Semisopochnoi volcano occupies the largest, young volcanic island in the western Aleutians. The volcano is dominated by a 5-mile (8 km) diameter caldera that contains a small lake and several post-caldera cones and craters. The age of the caldera is not known with certainty but is likely early Holocene. Prior to 2018, the previous known historical eruption of Semisopochnoi occurred in 1987, probably from Sugarloaf Peak on the south coast of the island, but details are lacking. Another prominent, young post-caldera landform is Mount Cerberus, a three-peaked cone cluster in the southwest part of the caldera. The island is uninhabited and part of the Alaska Maritime National Wildlife Refuge. It is located 40 mi (65 km) northeast of Amchitka Island and 130 mi (200 km) west of Adak.
Unrest continues at Cleveland volcano. Satellite views were mostly obscured by clouds over the past week, but elevated surface temperatures were observed during a brief period of clear weather. Small, local seismic events were observed occasionally last weekend, before an ongoing network outage interrupted data flow.
Episodes of lava eruption and explosions can occur at Cleveland without advance warning. Explosions are normally short duration and only present a hazard to aviation in the immediate vicinity of the volcano. Larger explosions that present a more widespread hazard to aviation are possible but are less likely and occur less frequently.

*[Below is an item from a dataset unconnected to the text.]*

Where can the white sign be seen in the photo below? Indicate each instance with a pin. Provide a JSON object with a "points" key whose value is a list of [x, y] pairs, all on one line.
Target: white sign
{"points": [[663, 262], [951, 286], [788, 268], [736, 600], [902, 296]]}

When operational, Cleveland volcano is monitored by only two seismic stations, which restricts AVO's ability to precisely locate earthquakes and detect precursory unrest that may lead to an explosive eruption. Rapid detection of an ash-producing eruption may be possible using a combination of seismic, infrasound, lightning, and satellite data.
Cleveland volcano forms the western portion of Chuginadak Island, a remote and uninhabited island in the east central Aleutians. The volcano is located about 45 miles (75 km) west of the community of Nikolski, and 940 miles (1500 km) southwest of Anchorage. The most recent significant period of eruption began in February 2001 and produced 3 explosive events that generated ash clouds as high as 39,000 ft (11.8 km) above sea level. The 2001 eruption also produced a lava flow and hot avalanche that reached the sea. Since then, Cleveland has been intermittently active producing small lava flows, often followed by explosions that generate small ash clouds generally below 20,000 ft (6 km) above sea level. These explosions also launch debris onto the slopes of the cone producing hot pyroclastic avalanches and lahars that sometimes reach the coastline.

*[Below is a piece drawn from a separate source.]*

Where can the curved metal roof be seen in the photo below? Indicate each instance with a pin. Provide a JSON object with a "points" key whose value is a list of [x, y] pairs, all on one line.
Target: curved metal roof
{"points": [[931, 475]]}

The swarm of earthquakes that began on August 24, 2022, beneath Trident volcano continues. In addition, episodes of weak seismic tremor and occasional low frequency earthquakes also continue to occur. No eruptive activity has been observed in satellite and webcam data. The Aviation Color Code and the Volcano Alert level were raised to YELLOW/ADVISORY on September 29.
The increase in seismic activity is likely caused by movement of magma or magmatic fluids. Increases in seismic activity have been detected previously at Trident and other similar volcanoes, with no subsequent eruptions. We expect additional shallow seismicity and other signs of unrest, such as gas emissions, elevated surface temperatures, and surface deformation to precede any future eruption, if one were to occur.
AVO monitors Trident with a local network of seismometers, a webcam, remote sensing data, and regional infrasound and lightning networks.
Trident is one of the Katmai group of volcanoes located within Katmai National Park and Preserve on the Alaska Peninsula. Trident consists of a complex of four cones and numerous lava domes, all andesite and dacite in composition, that reach as high as 6,115 ft above sea level. An eruption beginning in 1953 constructed the newest cone, Southwest Trident, and four lava flows on the flank of the older complex. This eruption continued through 1974 and produced ash (an initial plume rose to 30,000 ft asl), bombs, and lava at various times. Fumaroles remain active on the summit of Southwest Trident and on the southeast flank of the oldest, central cone. Trident is located 148 km (92 miles) southeast of King Salmon and 440 km (273 miles) southwest of Anchorage.